Palinopsia is separated into two main categories: hallucinatory and illusory [5,6]. Hallucinatory palinopsia results in high-resolution formed images unaffected by the environment. Illusory palinopsia is characterized by distorted perceptions of the original stimulus that are influenced by environmental conditions. Illusory palinopsia is thought to be a distortion of visual perception due to neuronal hyperexcitability and is often a result of migraine aura, rare medication side effects - particularly carbonic anhydrase inhibitors, or illicit drugs [5,7]. In contrast, hallucinatory palinopsia is more likely to have an organic cause, including posterior visual pathway lesions, seizure disorders, or central nervous system demyelinating conditions.
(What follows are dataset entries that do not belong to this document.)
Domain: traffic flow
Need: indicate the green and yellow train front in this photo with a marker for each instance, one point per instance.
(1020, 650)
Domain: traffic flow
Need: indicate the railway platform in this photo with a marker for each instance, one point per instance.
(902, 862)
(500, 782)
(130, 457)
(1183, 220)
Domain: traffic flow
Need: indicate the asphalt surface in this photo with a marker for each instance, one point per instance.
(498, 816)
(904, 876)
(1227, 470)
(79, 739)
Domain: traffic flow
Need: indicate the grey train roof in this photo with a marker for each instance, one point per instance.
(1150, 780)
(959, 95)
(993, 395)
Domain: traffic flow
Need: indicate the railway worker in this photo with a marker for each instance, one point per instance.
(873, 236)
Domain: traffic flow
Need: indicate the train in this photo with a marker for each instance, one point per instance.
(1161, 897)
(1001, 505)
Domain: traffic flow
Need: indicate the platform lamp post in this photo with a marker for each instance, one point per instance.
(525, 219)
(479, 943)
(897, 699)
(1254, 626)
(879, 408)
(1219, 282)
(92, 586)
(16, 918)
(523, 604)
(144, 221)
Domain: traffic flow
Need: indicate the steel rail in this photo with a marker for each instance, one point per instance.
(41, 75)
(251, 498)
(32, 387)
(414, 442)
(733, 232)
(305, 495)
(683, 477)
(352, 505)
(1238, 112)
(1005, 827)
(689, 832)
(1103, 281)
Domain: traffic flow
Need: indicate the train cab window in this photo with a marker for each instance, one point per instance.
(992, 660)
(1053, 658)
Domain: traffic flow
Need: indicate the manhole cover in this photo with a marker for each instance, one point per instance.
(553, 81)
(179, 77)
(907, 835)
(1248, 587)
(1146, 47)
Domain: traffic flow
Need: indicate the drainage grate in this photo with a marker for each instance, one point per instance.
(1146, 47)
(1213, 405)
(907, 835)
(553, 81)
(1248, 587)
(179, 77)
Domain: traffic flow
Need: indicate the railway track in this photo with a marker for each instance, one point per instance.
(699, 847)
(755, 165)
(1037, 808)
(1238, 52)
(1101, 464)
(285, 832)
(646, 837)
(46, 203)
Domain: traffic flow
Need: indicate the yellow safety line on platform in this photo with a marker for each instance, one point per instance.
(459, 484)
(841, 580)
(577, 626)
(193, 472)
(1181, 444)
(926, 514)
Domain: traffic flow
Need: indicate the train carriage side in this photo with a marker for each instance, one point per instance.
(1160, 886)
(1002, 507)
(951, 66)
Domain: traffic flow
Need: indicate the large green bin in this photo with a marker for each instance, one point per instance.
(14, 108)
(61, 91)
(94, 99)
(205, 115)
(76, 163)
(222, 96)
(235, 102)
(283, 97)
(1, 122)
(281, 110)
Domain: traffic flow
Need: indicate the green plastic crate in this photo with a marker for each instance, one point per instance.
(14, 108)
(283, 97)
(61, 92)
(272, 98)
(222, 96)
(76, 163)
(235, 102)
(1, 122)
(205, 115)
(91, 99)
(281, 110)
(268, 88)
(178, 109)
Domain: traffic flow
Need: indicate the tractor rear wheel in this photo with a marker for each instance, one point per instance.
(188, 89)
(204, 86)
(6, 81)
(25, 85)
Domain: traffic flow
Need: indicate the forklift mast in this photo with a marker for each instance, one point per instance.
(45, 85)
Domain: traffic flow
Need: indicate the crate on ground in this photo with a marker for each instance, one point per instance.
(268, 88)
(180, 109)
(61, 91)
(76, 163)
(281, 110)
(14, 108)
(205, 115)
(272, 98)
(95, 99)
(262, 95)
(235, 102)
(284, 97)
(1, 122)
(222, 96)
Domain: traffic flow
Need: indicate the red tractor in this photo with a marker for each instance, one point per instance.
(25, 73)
Palinopsia has a broad differential diagnosis, and a proper history and physical examination help identify potential etiologies [5,6]. Our patient’s described symptoms are characteristic of hallucinatory palinopsia. We presume that our patient’s underlying ventriculomegaly caused compression of the posterior visual pathways, resulting in her visual symptoms.
Conclusions
Following an extensive literature search, this is the first described case of palinopsia associated with NPH. We believe that our patient’s ventricular enlargement resulted in impairment of the posterior visual pathways, leading to her palinopsia. Although other etiologies may have been responsible for her visual symptoms, our conclusion is supported by the fact that both high-volume LP and subsequent VP shunt placement resolved our patient’s palinopsia. This case supports the notion that NPH may be cited as a potential etiology for hallucinatory palinopsia in the absence of a structural lesion on neuroimaging.